Find the weight of urea in the 0.2 molal solution :

Given a 0.2 molal solution, there are 0.2 moles of urea in 1000 g of solvent. The weight of urea is thus $0.2 \, \text{mol} \times 60 \, \text{g/mol} = 12 \, \text{g}$.

Find the weight of the solution :

The total weight of the solution is the weight of the solvent plus the weight of the solute, or $1000 \, \text{g} + 12 \, \text{g} = 1012 \, \text{g}$.

Find the volume of the solution :

Given the density of the solution, we can find its volume by dividing the total weight of the solution by the density: $\frac{1012 \, \text{g}}{1.012 \, \text{g/mL}} = 1000 \, \text{mL}$.

Find the amount of urea in 50 mL of the 0.2 molal solution :

If 1000 mL of the solution contains 0.2 moles of urea, then 50 mL of the solution contains $\frac{0.2 \, \text{mol} \times 50 \, \text{mL}}{1000 \, \text{mL}} = 0.01 \, \text{mol}$ of urea.

Find the amount of urea in the 250 mL solution :

The 250 mL solution contains $0.06 \, \text{g}$ of urea, or $\frac{0.06 \, \text{g}}{60 \, \text{g/mol}} = 0.001 \, \text{mol}$.

Find the total concentration of the solution :

After mixing, the total volume of the solution is $50 \, \text{mL} + 250 \, \text{mL} = 300 \, \text{mL}$, and the total amount of urea is $0.01 \, \text{mol} + 0.001 \, \text{mol} = 0.011 \, \text{mol}$.

So, the concentration of the solution is $\frac{0.011 \, \text{mol}}{300 \, \text{mL}} \times 1000 \, \text{mL/L} = 0.0366 \, \text{M}$.
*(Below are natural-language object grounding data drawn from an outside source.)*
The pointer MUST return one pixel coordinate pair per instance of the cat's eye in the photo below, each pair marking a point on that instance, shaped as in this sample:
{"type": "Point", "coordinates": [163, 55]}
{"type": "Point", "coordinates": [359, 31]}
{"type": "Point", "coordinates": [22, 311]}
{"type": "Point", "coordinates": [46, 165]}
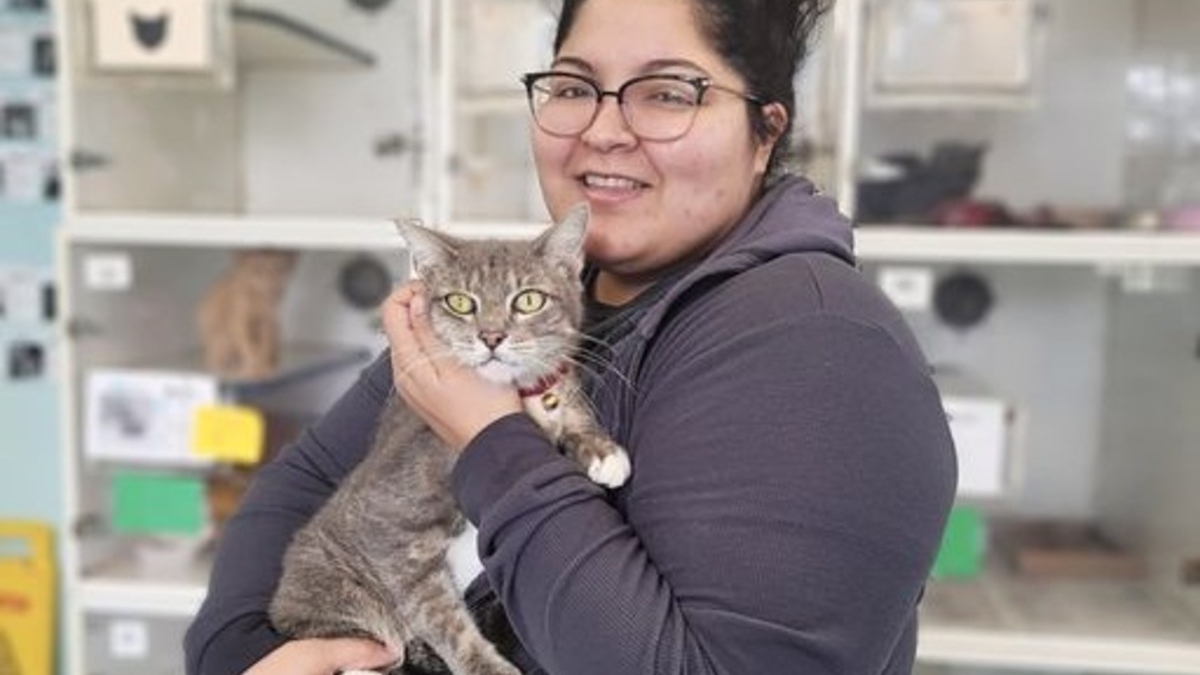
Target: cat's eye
{"type": "Point", "coordinates": [529, 302]}
{"type": "Point", "coordinates": [459, 303]}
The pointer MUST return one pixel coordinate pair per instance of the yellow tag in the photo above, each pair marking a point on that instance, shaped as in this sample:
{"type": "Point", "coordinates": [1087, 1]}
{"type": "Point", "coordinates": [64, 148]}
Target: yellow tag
{"type": "Point", "coordinates": [233, 434]}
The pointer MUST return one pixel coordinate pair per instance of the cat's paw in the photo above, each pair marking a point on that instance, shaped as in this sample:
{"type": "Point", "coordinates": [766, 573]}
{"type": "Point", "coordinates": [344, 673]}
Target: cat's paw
{"type": "Point", "coordinates": [611, 470]}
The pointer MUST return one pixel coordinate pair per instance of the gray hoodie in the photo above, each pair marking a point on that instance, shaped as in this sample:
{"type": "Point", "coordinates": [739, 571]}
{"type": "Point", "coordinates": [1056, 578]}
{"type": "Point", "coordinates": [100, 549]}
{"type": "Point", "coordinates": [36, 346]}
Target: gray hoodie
{"type": "Point", "coordinates": [792, 472]}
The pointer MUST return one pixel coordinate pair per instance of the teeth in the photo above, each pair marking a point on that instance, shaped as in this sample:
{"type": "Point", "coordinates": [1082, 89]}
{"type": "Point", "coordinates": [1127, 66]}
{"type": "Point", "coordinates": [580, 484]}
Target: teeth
{"type": "Point", "coordinates": [610, 181]}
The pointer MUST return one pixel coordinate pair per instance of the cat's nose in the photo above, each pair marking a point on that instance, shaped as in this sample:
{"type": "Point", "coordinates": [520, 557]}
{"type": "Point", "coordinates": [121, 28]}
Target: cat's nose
{"type": "Point", "coordinates": [492, 338]}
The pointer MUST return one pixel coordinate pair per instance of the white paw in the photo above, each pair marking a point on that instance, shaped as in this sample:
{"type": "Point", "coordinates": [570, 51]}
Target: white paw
{"type": "Point", "coordinates": [611, 471]}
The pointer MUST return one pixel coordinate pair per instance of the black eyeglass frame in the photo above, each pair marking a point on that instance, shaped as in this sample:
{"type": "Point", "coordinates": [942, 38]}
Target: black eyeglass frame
{"type": "Point", "coordinates": [701, 83]}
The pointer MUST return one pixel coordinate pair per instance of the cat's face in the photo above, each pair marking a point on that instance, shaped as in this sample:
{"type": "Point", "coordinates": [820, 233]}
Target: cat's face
{"type": "Point", "coordinates": [511, 310]}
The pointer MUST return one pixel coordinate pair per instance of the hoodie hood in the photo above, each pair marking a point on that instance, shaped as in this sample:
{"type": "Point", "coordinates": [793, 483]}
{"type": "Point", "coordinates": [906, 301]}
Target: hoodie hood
{"type": "Point", "coordinates": [791, 217]}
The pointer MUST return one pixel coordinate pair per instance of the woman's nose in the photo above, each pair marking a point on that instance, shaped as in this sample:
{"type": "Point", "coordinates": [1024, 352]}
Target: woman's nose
{"type": "Point", "coordinates": [609, 129]}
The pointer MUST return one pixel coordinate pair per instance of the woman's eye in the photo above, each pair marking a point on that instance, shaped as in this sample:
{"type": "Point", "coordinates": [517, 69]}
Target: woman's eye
{"type": "Point", "coordinates": [571, 91]}
{"type": "Point", "coordinates": [460, 304]}
{"type": "Point", "coordinates": [529, 302]}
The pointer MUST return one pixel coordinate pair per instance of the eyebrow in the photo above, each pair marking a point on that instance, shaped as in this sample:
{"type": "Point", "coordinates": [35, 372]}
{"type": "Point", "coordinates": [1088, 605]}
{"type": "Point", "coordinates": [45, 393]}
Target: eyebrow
{"type": "Point", "coordinates": [649, 67]}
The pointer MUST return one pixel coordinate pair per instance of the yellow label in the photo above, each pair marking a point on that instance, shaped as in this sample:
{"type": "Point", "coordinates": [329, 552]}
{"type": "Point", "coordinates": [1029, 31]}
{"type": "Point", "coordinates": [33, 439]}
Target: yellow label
{"type": "Point", "coordinates": [233, 434]}
{"type": "Point", "coordinates": [27, 598]}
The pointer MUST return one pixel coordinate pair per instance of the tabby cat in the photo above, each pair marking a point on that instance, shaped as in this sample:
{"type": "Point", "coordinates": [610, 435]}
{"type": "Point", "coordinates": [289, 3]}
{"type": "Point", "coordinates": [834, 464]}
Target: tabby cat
{"type": "Point", "coordinates": [239, 318]}
{"type": "Point", "coordinates": [372, 562]}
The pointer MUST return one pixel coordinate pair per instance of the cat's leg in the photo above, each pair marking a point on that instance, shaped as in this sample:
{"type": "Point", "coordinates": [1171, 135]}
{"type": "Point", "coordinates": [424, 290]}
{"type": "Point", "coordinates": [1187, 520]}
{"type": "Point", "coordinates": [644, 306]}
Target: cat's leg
{"type": "Point", "coordinates": [582, 440]}
{"type": "Point", "coordinates": [318, 597]}
{"type": "Point", "coordinates": [441, 617]}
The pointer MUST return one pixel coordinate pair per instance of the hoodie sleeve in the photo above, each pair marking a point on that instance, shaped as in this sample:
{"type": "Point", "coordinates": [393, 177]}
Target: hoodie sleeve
{"type": "Point", "coordinates": [232, 632]}
{"type": "Point", "coordinates": [791, 477]}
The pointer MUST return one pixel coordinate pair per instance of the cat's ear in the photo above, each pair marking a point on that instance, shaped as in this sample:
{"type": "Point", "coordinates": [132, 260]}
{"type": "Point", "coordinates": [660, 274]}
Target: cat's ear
{"type": "Point", "coordinates": [564, 240]}
{"type": "Point", "coordinates": [427, 246]}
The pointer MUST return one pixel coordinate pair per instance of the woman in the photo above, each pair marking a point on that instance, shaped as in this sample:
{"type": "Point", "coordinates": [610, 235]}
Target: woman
{"type": "Point", "coordinates": [792, 467]}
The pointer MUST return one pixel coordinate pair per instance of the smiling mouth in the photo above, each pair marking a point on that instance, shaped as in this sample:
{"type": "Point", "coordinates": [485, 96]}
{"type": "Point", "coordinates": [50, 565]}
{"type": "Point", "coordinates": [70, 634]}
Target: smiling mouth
{"type": "Point", "coordinates": [609, 181]}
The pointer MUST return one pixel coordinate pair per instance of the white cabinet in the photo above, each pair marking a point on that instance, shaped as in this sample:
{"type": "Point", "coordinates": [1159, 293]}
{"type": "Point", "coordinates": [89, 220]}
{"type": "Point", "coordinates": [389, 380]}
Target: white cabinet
{"type": "Point", "coordinates": [1055, 202]}
{"type": "Point", "coordinates": [313, 123]}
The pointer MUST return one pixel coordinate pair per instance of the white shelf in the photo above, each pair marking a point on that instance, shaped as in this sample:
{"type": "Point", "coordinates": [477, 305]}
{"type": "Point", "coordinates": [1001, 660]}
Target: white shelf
{"type": "Point", "coordinates": [268, 37]}
{"type": "Point", "coordinates": [141, 597]}
{"type": "Point", "coordinates": [1049, 651]}
{"type": "Point", "coordinates": [1025, 246]}
{"type": "Point", "coordinates": [1093, 626]}
{"type": "Point", "coordinates": [234, 231]}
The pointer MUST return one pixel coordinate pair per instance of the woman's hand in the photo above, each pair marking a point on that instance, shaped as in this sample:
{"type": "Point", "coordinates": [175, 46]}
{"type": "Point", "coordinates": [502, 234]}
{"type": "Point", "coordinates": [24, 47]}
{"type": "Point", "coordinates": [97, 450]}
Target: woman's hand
{"type": "Point", "coordinates": [324, 657]}
{"type": "Point", "coordinates": [454, 400]}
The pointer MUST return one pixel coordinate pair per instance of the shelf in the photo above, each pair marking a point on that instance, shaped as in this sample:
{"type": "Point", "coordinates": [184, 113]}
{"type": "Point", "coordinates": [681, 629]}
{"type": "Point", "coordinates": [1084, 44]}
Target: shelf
{"type": "Point", "coordinates": [1103, 626]}
{"type": "Point", "coordinates": [498, 102]}
{"type": "Point", "coordinates": [268, 37]}
{"type": "Point", "coordinates": [120, 586]}
{"type": "Point", "coordinates": [133, 596]}
{"type": "Point", "coordinates": [298, 363]}
{"type": "Point", "coordinates": [234, 231]}
{"type": "Point", "coordinates": [1025, 246]}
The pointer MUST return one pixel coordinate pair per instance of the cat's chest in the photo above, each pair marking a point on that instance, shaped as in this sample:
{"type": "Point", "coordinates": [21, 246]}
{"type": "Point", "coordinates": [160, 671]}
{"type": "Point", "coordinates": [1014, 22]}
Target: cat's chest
{"type": "Point", "coordinates": [546, 407]}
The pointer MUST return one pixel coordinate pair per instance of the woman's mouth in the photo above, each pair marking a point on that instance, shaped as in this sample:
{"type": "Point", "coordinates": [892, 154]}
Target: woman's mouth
{"type": "Point", "coordinates": [610, 183]}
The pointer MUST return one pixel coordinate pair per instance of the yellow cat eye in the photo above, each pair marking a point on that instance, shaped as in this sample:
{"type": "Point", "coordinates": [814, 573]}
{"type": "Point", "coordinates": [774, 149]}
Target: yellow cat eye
{"type": "Point", "coordinates": [459, 303]}
{"type": "Point", "coordinates": [529, 302]}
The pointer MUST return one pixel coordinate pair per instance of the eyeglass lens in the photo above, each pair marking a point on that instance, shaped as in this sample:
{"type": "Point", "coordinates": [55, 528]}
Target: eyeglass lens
{"type": "Point", "coordinates": [655, 108]}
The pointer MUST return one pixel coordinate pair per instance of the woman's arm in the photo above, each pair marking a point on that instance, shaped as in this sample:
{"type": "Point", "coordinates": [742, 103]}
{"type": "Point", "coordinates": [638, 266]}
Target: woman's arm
{"type": "Point", "coordinates": [791, 477]}
{"type": "Point", "coordinates": [232, 631]}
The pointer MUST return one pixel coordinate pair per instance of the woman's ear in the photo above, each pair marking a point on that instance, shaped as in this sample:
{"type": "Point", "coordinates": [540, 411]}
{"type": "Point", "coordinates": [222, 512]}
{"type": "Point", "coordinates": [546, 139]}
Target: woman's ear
{"type": "Point", "coordinates": [775, 115]}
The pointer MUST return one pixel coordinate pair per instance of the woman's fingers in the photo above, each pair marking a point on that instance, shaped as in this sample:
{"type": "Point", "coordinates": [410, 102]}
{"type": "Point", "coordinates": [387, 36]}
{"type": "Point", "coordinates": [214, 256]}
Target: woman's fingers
{"type": "Point", "coordinates": [409, 338]}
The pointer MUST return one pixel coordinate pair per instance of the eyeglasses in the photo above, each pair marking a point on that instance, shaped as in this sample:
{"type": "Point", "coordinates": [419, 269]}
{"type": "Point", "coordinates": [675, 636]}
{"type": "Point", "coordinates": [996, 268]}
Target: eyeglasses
{"type": "Point", "coordinates": [657, 107]}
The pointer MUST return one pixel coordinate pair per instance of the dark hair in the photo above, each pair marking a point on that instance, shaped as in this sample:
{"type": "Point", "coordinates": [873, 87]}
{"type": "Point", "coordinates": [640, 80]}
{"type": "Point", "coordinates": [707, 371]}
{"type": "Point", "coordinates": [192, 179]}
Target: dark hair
{"type": "Point", "coordinates": [765, 41]}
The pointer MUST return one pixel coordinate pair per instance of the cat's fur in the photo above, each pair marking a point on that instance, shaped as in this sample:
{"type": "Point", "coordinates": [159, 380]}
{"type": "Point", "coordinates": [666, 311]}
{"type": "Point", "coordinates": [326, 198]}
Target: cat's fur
{"type": "Point", "coordinates": [239, 316]}
{"type": "Point", "coordinates": [372, 562]}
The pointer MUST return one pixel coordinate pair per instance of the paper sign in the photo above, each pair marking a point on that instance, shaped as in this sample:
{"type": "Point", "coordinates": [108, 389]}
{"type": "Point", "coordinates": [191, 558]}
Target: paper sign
{"type": "Point", "coordinates": [233, 434]}
{"type": "Point", "coordinates": [129, 639]}
{"type": "Point", "coordinates": [144, 416]}
{"type": "Point", "coordinates": [154, 503]}
{"type": "Point", "coordinates": [979, 428]}
{"type": "Point", "coordinates": [108, 272]}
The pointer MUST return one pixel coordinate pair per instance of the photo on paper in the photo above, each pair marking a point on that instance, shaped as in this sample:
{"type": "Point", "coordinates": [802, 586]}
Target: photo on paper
{"type": "Point", "coordinates": [27, 360]}
{"type": "Point", "coordinates": [18, 121]}
{"type": "Point", "coordinates": [143, 416]}
{"type": "Point", "coordinates": [43, 55]}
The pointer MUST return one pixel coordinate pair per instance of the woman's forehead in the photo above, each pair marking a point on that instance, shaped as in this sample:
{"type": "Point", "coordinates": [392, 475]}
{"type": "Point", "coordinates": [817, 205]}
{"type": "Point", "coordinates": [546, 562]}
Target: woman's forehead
{"type": "Point", "coordinates": [637, 36]}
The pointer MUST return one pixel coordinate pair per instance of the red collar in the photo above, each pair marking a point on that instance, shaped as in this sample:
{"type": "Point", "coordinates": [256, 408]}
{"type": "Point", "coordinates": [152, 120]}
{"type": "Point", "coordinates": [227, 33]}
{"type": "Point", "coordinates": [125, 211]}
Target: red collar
{"type": "Point", "coordinates": [544, 383]}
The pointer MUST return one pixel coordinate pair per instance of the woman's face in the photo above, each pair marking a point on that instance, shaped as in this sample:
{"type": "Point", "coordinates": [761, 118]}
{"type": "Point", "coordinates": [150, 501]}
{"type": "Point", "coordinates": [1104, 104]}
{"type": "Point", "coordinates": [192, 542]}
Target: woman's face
{"type": "Point", "coordinates": [653, 203]}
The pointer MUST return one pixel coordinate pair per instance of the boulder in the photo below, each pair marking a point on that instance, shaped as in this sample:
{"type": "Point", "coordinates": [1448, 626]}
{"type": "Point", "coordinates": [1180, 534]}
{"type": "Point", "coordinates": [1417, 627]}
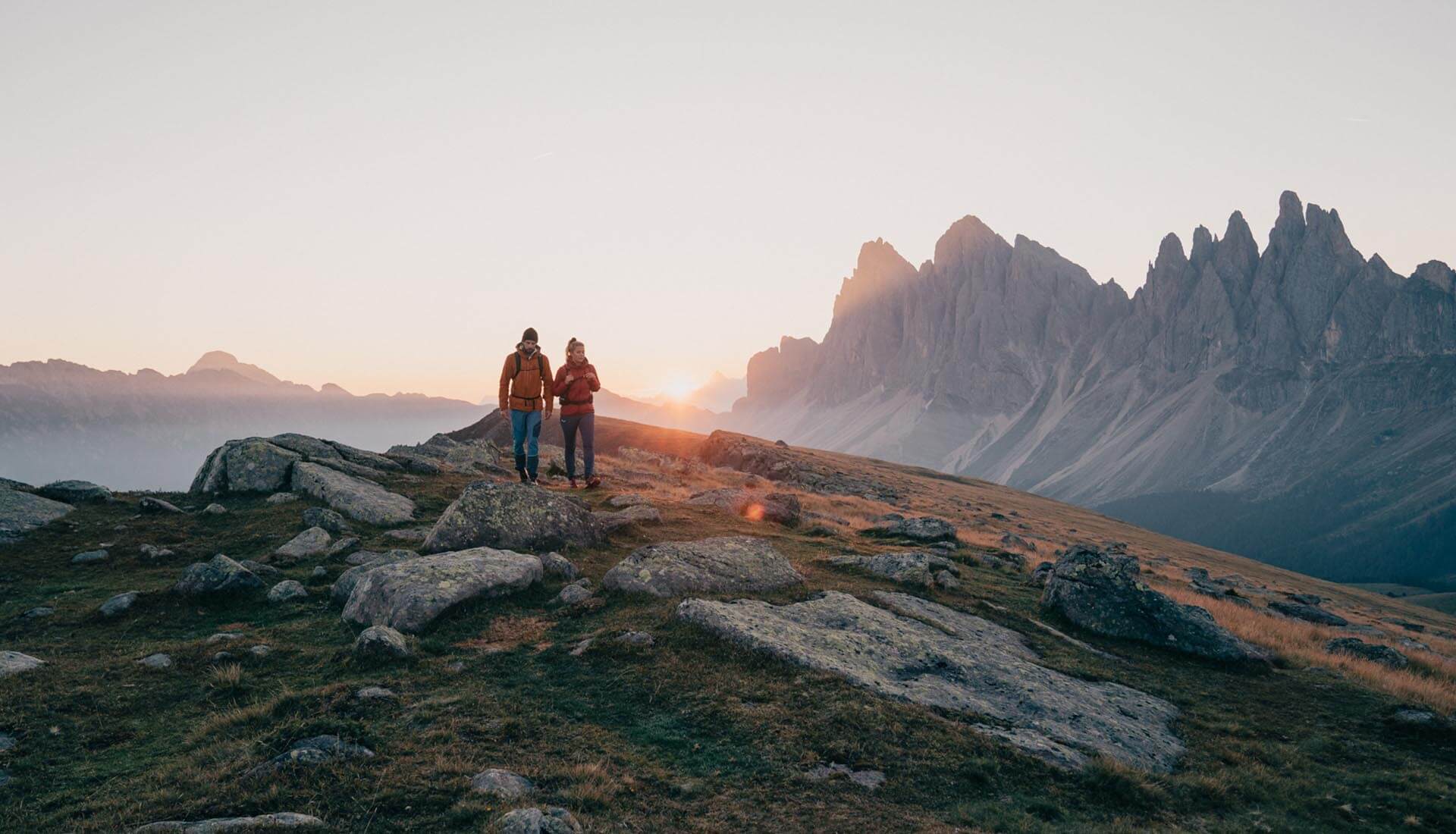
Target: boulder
{"type": "Point", "coordinates": [158, 661]}
{"type": "Point", "coordinates": [1308, 613]}
{"type": "Point", "coordinates": [360, 500]}
{"type": "Point", "coordinates": [913, 650]}
{"type": "Point", "coordinates": [638, 514]}
{"type": "Point", "coordinates": [1383, 655]}
{"type": "Point", "coordinates": [411, 594]}
{"type": "Point", "coordinates": [513, 516]}
{"type": "Point", "coordinates": [723, 565]}
{"type": "Point", "coordinates": [91, 557]}
{"type": "Point", "coordinates": [218, 577]}
{"type": "Point", "coordinates": [501, 783]}
{"type": "Point", "coordinates": [539, 821]}
{"type": "Point", "coordinates": [557, 565]}
{"type": "Point", "coordinates": [118, 604]}
{"type": "Point", "coordinates": [327, 519]}
{"type": "Point", "coordinates": [150, 504]}
{"type": "Point", "coordinates": [316, 750]}
{"type": "Point", "coordinates": [1104, 593]}
{"type": "Point", "coordinates": [312, 542]}
{"type": "Point", "coordinates": [74, 492]}
{"type": "Point", "coordinates": [925, 528]}
{"type": "Point", "coordinates": [281, 821]}
{"type": "Point", "coordinates": [381, 644]}
{"type": "Point", "coordinates": [910, 568]}
{"type": "Point", "coordinates": [15, 663]}
{"type": "Point", "coordinates": [24, 511]}
{"type": "Point", "coordinates": [287, 591]}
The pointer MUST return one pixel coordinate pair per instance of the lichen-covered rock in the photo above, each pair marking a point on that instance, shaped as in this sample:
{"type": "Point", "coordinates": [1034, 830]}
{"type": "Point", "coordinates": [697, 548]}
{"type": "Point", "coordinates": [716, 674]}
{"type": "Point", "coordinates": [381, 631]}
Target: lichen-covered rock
{"type": "Point", "coordinates": [281, 821]}
{"type": "Point", "coordinates": [925, 528]}
{"type": "Point", "coordinates": [220, 575]}
{"type": "Point", "coordinates": [514, 517]}
{"type": "Point", "coordinates": [539, 821]}
{"type": "Point", "coordinates": [1383, 655]}
{"type": "Point", "coordinates": [913, 650]}
{"type": "Point", "coordinates": [24, 511]}
{"type": "Point", "coordinates": [312, 542]}
{"type": "Point", "coordinates": [411, 594]}
{"type": "Point", "coordinates": [1104, 593]}
{"type": "Point", "coordinates": [913, 568]}
{"type": "Point", "coordinates": [381, 644]}
{"type": "Point", "coordinates": [357, 498]}
{"type": "Point", "coordinates": [74, 492]}
{"type": "Point", "coordinates": [286, 591]}
{"type": "Point", "coordinates": [15, 663]}
{"type": "Point", "coordinates": [638, 514]}
{"type": "Point", "coordinates": [501, 783]}
{"type": "Point", "coordinates": [721, 565]}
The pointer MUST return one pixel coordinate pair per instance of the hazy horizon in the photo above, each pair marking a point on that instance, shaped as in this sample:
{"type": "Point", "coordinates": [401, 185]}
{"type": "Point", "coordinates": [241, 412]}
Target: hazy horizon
{"type": "Point", "coordinates": [384, 199]}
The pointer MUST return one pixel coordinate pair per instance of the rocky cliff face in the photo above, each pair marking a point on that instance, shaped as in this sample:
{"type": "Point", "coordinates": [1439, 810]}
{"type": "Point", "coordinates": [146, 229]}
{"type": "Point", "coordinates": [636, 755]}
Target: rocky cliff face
{"type": "Point", "coordinates": [1293, 405]}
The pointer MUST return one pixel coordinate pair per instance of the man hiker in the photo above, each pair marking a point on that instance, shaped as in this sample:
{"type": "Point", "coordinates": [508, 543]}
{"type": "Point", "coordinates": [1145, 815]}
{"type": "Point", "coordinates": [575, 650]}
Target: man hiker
{"type": "Point", "coordinates": [526, 400]}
Find the osmotic pressure of the solution :

Finally, the osmotic pressure $\pi$ of the solution can be found using the formula $\pi = CRT$, where $C$ is the concentration, $R$ is the gas constant, and $T$ is the temperature. Substituting the given and calculated values,

we have $\pi = 0.0366 \, \text{M} \times 62 \, \text{L Torr K}^{-1} \text{mol}^{-1} \times 300 \, \text{K} = 682 \, \text{Torr}$.